³ Without this requirement, textbook RSA would often encipher two plaintexts into the same ciphertext, making decryption impossible.

Answer 2

There is no known weakness for any public exponent for RSA, as long as the public exponent $e$ is relatively prime to $\varphi(n)$ and the proper padding scheme is used. Fermat's primes are preferable due to the efficiency and 65537 is a common choice.

While generating an RSA key, we select $e$ first and then we find the primes $p$, $q$, such that $(p−1)$,$(q−1)$ are relatively prime to $e$. This check ensures the coprimality of $e$ and $\varphi(n)$.
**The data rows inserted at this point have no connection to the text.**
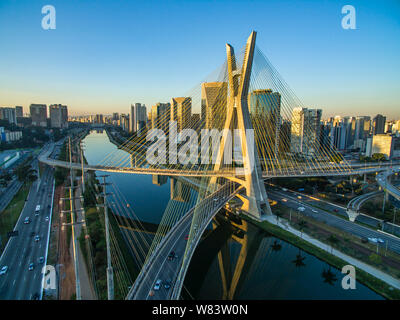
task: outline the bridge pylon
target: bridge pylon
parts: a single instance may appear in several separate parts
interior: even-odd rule
[[[243,156],[242,170],[244,174],[241,175],[241,178],[232,177],[228,179],[240,183],[246,190],[245,194],[238,195],[243,202],[242,211],[256,220],[261,221],[264,220],[267,215],[272,215],[272,212],[262,179],[260,159],[255,145],[254,130],[248,106],[248,92],[255,43],[256,32],[253,31],[246,43],[241,70],[237,69],[233,47],[230,44],[226,44],[229,95],[227,115],[223,129],[227,130],[223,130],[214,169],[218,171],[221,168],[228,131],[232,128],[233,123],[237,122],[237,128],[235,129],[239,129],[238,132]],[[212,178],[211,183],[216,183],[216,179],[217,178]]]

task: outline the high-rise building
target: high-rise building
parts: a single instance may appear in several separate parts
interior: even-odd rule
[[[171,121],[177,122],[178,132],[191,127],[192,98],[179,97],[171,99]]]
[[[201,84],[201,120],[207,129],[222,129],[226,119],[227,82]]]
[[[374,119],[373,119],[373,131],[374,134],[383,134],[385,133],[385,122],[386,122],[386,117],[377,114]]]
[[[64,129],[68,128],[68,108],[61,104],[49,106],[50,127]]]
[[[23,117],[24,116],[24,108],[21,106],[16,106],[15,107],[15,114],[18,117]]]
[[[382,153],[387,159],[400,157],[400,137],[389,134],[376,134],[372,137],[372,151]]]
[[[151,128],[161,129],[165,133],[168,132],[170,120],[170,107],[169,103],[157,103],[151,107]]]
[[[122,113],[119,116],[119,123],[120,123],[122,130],[129,132],[129,115]]]
[[[146,106],[140,103],[131,104],[130,131],[137,132],[146,127],[147,110]]]
[[[293,109],[291,152],[312,156],[320,149],[321,115],[321,109]]]
[[[264,150],[271,157],[278,154],[279,148],[279,131],[281,128],[281,95],[278,92],[273,92],[271,89],[254,90],[249,95],[250,118],[253,126],[262,128]],[[257,124],[256,124],[257,123]]]
[[[47,106],[45,104],[31,104],[29,111],[33,126],[47,127]]]
[[[17,124],[17,116],[15,108],[3,107],[0,108],[0,119],[7,120],[11,124]]]
[[[96,117],[94,118],[94,123],[103,124],[104,123],[103,115],[96,114]]]

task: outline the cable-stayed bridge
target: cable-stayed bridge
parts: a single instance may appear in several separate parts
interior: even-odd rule
[[[227,44],[220,69],[171,105],[156,105],[151,130],[132,135],[100,163],[55,160],[51,151],[39,158],[72,170],[183,176],[199,186],[194,202],[168,204],[127,299],[179,299],[200,237],[228,201],[238,198],[241,212],[256,220],[272,214],[265,179],[384,170],[340,161],[320,139],[319,111],[302,106],[255,41],[252,32],[238,57]],[[192,108],[201,110],[201,117],[191,116]],[[191,197],[178,186],[182,198]],[[171,251],[179,254],[169,263]],[[160,272],[171,280],[169,291],[152,290]]]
In addition, if we pick $p$ and $q$ as safe primes -which are in the form of $2r+1$ where $r$ is a prime- we don't need this step.

Answer 3

The choice of 65537 is popular because it is a prime number $2^{16}+1$. There might be more reasons, but ones that come to mind are:

• It's prime, but not a large number so it's easy on the division units of hardware. It only takes me 17 multiplies to use it.
• It only has two prime factors: 2 and 32769. For 65537 to not be co-prime to $\phi(N)$, it would need to share a prime factor with 65537.

So, given that 65537 is a prime number, the only way it could share a factor with $\phi(N)$ is if 65537 divides $(p−1)$ or $(q−1)$, because $\phi(N)=(p−1)(q−1)$.